O que poderia ser observado em relação aos contos seria a quebra em Sésamo, bananas & kung-fu, cuja leitura talvez (e isso é um talvez) pudesse ser melhorada com a mudança do stream para outra técnica narrativa na mudança de foco do conto, e o fato de um conhecimento prévio das peculiaridades da biologia do cavalo-marinho ser necessário para que o leitor perceba a multiplicidade de leituras possíveis em Hipocampo.

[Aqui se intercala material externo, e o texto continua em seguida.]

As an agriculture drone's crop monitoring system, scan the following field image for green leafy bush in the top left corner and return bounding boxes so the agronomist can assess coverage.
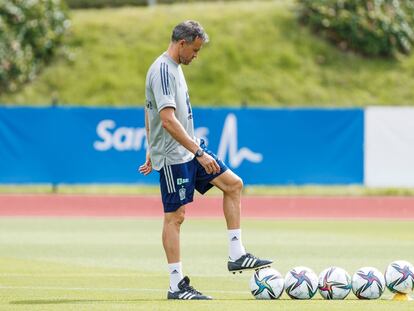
[0,0,69,92]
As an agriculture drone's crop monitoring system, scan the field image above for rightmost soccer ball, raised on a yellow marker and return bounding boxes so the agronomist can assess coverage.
[385,260,414,294]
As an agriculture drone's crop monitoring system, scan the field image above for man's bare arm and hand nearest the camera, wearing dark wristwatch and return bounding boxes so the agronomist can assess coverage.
[160,107,220,174]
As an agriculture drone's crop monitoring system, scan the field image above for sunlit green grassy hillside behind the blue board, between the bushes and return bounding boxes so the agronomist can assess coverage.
[0,1,414,106]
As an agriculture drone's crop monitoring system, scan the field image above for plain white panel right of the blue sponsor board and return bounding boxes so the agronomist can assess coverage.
[364,107,414,187]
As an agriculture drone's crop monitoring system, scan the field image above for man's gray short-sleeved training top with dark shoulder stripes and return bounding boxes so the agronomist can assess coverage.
[145,53,195,171]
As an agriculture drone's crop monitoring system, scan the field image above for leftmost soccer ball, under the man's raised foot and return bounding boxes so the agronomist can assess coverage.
[250,268,284,299]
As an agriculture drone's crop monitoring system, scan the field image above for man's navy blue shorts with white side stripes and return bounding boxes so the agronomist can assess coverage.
[159,140,227,213]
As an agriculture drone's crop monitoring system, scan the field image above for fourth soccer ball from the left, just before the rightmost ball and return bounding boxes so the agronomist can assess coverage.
[352,267,385,299]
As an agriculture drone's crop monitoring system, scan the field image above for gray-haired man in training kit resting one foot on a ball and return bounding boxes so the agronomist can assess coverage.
[139,21,272,299]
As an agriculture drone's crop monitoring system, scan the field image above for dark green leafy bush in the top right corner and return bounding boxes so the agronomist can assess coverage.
[299,0,414,56]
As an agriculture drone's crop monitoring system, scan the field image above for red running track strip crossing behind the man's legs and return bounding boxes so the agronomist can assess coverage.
[0,194,414,219]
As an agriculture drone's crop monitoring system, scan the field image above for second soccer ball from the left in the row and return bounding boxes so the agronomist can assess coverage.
[285,267,318,299]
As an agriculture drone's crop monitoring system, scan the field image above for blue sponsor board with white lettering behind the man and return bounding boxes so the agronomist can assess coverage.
[0,107,364,185]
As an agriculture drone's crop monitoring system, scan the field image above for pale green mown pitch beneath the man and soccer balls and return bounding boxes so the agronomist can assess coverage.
[0,218,414,311]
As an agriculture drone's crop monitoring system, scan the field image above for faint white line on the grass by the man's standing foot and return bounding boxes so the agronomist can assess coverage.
[0,285,248,295]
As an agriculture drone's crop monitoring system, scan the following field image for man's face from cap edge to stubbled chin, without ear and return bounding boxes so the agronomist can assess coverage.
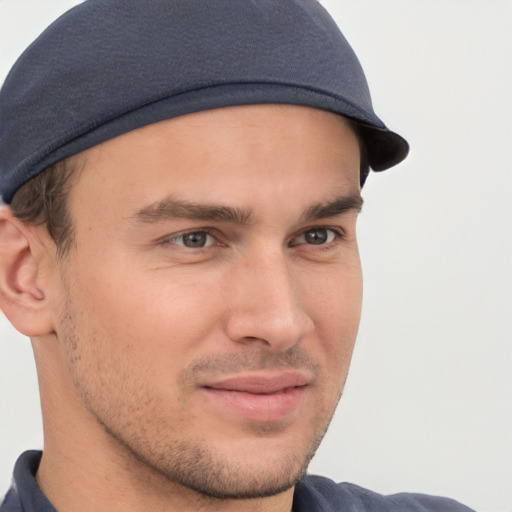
[46,105,361,497]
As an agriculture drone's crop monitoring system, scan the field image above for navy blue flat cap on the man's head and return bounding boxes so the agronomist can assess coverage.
[0,0,409,203]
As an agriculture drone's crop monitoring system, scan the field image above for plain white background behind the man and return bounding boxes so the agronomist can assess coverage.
[0,0,512,512]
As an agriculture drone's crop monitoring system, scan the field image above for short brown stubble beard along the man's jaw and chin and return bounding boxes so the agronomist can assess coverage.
[57,284,343,500]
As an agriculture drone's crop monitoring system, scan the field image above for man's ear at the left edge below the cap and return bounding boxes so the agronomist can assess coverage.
[0,206,53,337]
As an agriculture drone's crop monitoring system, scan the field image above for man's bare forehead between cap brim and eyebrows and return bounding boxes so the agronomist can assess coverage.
[71,105,360,217]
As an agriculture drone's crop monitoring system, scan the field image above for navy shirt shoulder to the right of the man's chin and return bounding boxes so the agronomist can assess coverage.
[293,475,474,512]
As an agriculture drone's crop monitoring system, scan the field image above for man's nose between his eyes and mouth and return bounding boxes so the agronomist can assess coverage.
[226,253,314,352]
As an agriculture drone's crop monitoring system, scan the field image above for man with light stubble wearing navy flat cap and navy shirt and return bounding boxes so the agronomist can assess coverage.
[0,0,476,512]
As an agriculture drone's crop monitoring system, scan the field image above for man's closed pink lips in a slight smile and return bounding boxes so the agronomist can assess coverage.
[203,372,309,423]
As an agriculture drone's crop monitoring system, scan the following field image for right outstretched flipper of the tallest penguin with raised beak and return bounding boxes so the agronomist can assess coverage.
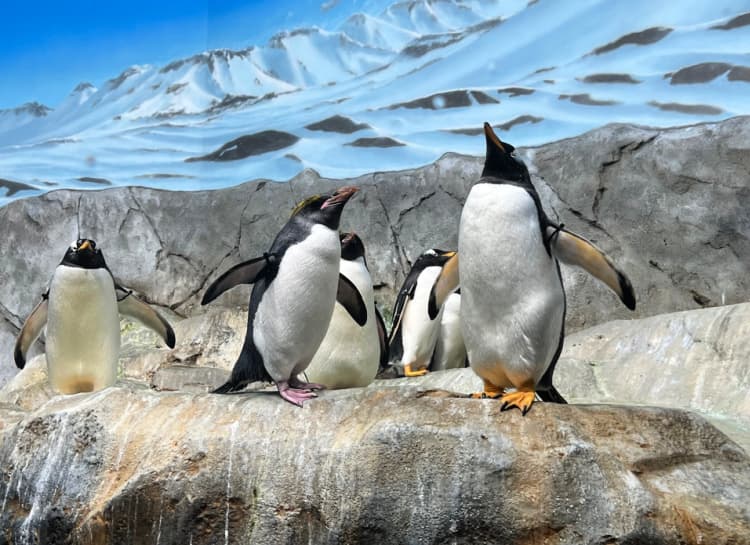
[547,226,635,310]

História com desenho e diálogo é outro assunto, completamente diferente. A história é contada de forma criativa e inovadora, com as descrições de desenhos infantis no suposto caderno e as anotações da criança, que são ricas em referências (tartaruga Donatelo, cadela Baleia, Chico Buarque e Stones, mais umas quantas) e trazem até mesmo um ponto que não é desenvolvido na narrativa (o da mineira), como um diário de criança poderia muito bem trazer. As descrições feitas de forma impessoal contrabalançam a fala infantil, e a descrição do caderno feita antes do conto começar é a preparação que o leitor necessitaria para afundar na história, não fosse um porém: à medida que o leitor avança na leitura do conto começa a sensação de que a fala da criança acaba por esclarecer todos os pontos necessários para um perfeito entendimento do texto, apresenta cada um dos personagens, capta momentos poéticos como a melancolia do avô, se preocupa em descrever um sorriso importante para a narrativa. Há momentos ótimos, lúdicos, como a tentativa infantil de descrever a “luz verde” ou referir-se a “Vovôvovó” quando os avós estão juntos. Mas a leitura total é a de que a fala infantil é muito certinha, muito fechada com a trama, para ser autêntica, impressão essa que nem a genial tirada do final da história (a da mineira, de novo) nem a também genial suspeita da autenticidade do caderno, aplacam por completo.

Faltou alguma coisa? Faltou o desnecessário, o trivial, faltou o ininteligível. Agora, é um paradoxo, isso de faltar o desnecessário?